Iniziano a lasciare il carcere i capimafia detenuti al 41bis in questi giorni di allarme coronavirus, secondo Espresso-La Repubblica.
Il giudice di sorveglianza del tribunale di Milano ha concesso gli arresti domiciliari al capomafia di Palermo Francesco Bonura, 78 anni, considerato uno dei boss più pericolosi, condannato definitivamente per associazione mafiosa a 23 anni. È stato uno degli imputati del primo maxiprocesso a Cosa nostra dove è stato condannato.

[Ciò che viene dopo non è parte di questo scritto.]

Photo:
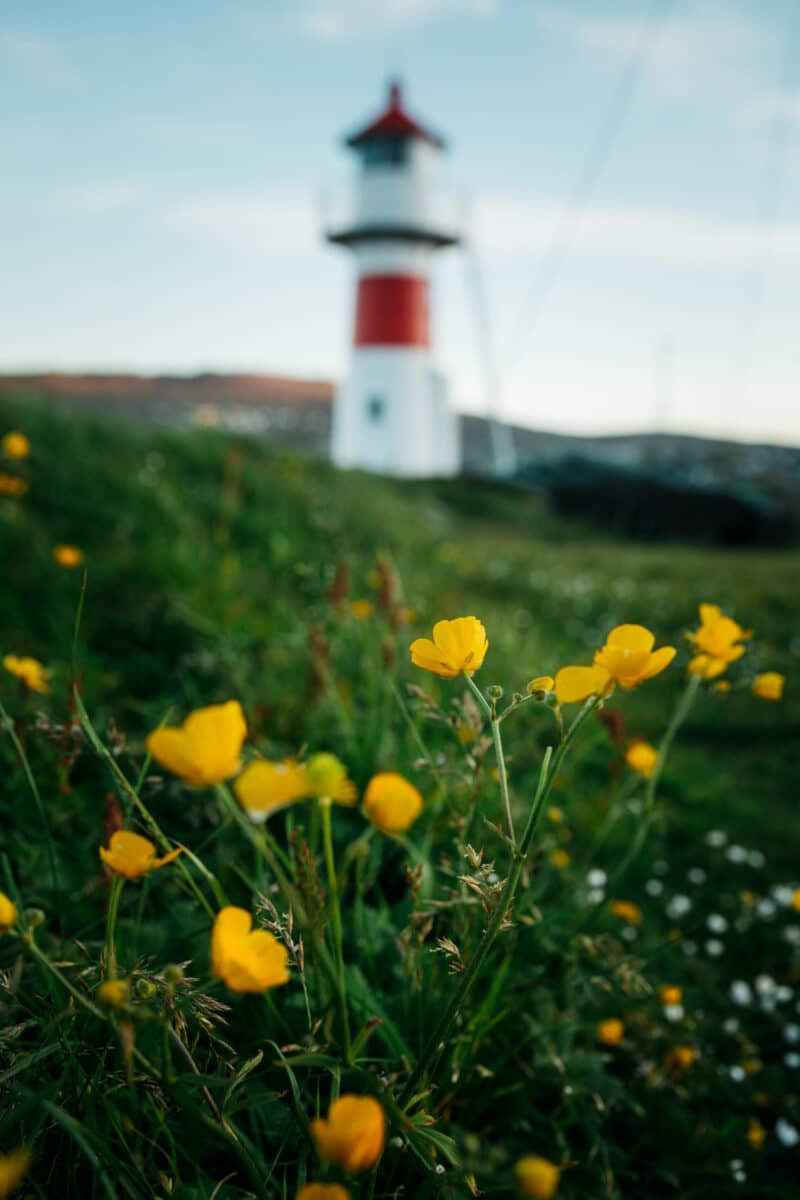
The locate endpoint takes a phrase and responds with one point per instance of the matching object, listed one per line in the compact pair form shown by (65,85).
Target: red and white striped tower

Avvicinatosi a Bernardo Provenzano, per i magistrati ha costituito un punto di riferimento mafioso per il controllo di lavori pubblici e l’imposizione del pizzo. Uomo fidato dei boss palermitani, fra cui Nino Rotolo, ha gestito il racket, ed è stato uno dei più facoltosi costruttori della città, i cui beni per diversi milioni di euro sono stati confiscati. Negli anni ’80 viene processato e assolto per 5 omicidi e una lupara bianca. Secondo l’accusa ha eliminato i componenti di una banda di rapinatori che agiva senza il consenso di Cosa nostra. Viene fermato col suo guardaspalle e nell’auto venne trovata una pistola calibro 38 subito dopo due degli omicidi per cui venne rinviato a giudizio. Ma l’arma non era quella che aveva sparato e Bonura venne assolto per insufficienza di prove dalle accuse più gravi. Adesso era sottoposto al 41bis, il carcere “impermeabile”.
Il giudice di sorveglianza ha concesso gli arresti in casa sostenendo i motivi di salute per Bonura, sottolineando “siffatta situazione facoltizza il magistrato a provvedere con urgenza al differimento dell’esecuzione pena”. Ed escludendo il pericolo di fuga lo ha inviato a casa a Palermo, dove gli ha prescritto che “non potrà incontrare, senza alcuna ragione, pregiudicati” e inoltre, “lo autorizza” ad uscire da casa, ogni volta che occorrerà “per motivi di salute” anche dei familiari.
Il provvedimento fa seguito allo stato di emergenza in cui si trovano i penitenziari. E così per i mafiosi che stanno scontando la condanna, che per legge non possono usufruire di pene alternative, si aprono le porte del carcere. Su questo punto il 21 marzo scorso il Dap (l’amministrazione penitenziaria) ha inviato a tutti i direttori delle carceri una circolare in cui li invita a «comunicare con solerzia all’autorità giudiziaria, per eventuali determinazioni di competenza», il nominativo del detenuto, suggerendo la scarcerazione, se rientra fra le nove patologie indicate dai sanitari dell’amministrazione penitenziaria, ed inoltre, tutti i detenuti che superano i 70 anni, e con questa caratteristica sono 74 i boss che oggi sono al 41 bis. Fra loro si conta Leoluca Bagarella (che sta spingendo da tempo per avere gli arresti in casa) i Bellocco di Rosarno, Pippo Calò, Benedetto Capizzi, Antonino Cinà, Pasquale Condello, Raffaele Cutolo, Carmine Fasciani, Vincenzo Galatolo, Teresa Gallico, Raffaele Ganci, Tommaso Inzerillo, Salvatore Lo Piccolo, Piddu Madonia, Giuseppe Piromalli, Nino Rotolo, Benedetto Santapaola e Benedetto Spera.
Nelle scorse settimane, è stato posto agli arresti domiciliari dai giudici della corte d’assise di Catanzaro, Vincenzino Iannazzo, 65 anni, ritenuto un boss della ‘ndrangheta. Il suo stato di salute è incompatibile e in considerazione dell’attuale emergenza epidemilogica, con il carcere. Iannazzo è indicato come il capo del clan di Lamezia Terme (a luglio 2018 condannato anche in appello a 14 anni 6 mesi) e adesso torna a casa proprio a Lamezia.
Sempre con la motivazione dell’incompatibilità carceraria, attende di andare a casa anche il capomafia Benedetto “Nitto” Santapaola, condannato definitivamente per diversi omicidi fra cui quello del giornalista e scrittore Giuseppe Fava, assassinato a Catania il 5 gennaio 1984. Insomma, i mafiosi tornano a casa.
Il magistrato Nino Di Matteo, al fattoquotidiano.it, dice che “lo Stato sta dando l’impressione di essersi piegato alle logiche di ricatto che avevano ispirato le rivolte. Sembra aver dimenticato e archiviato per sempre la stagione delle stragi e della Trattativa stato-mafia”.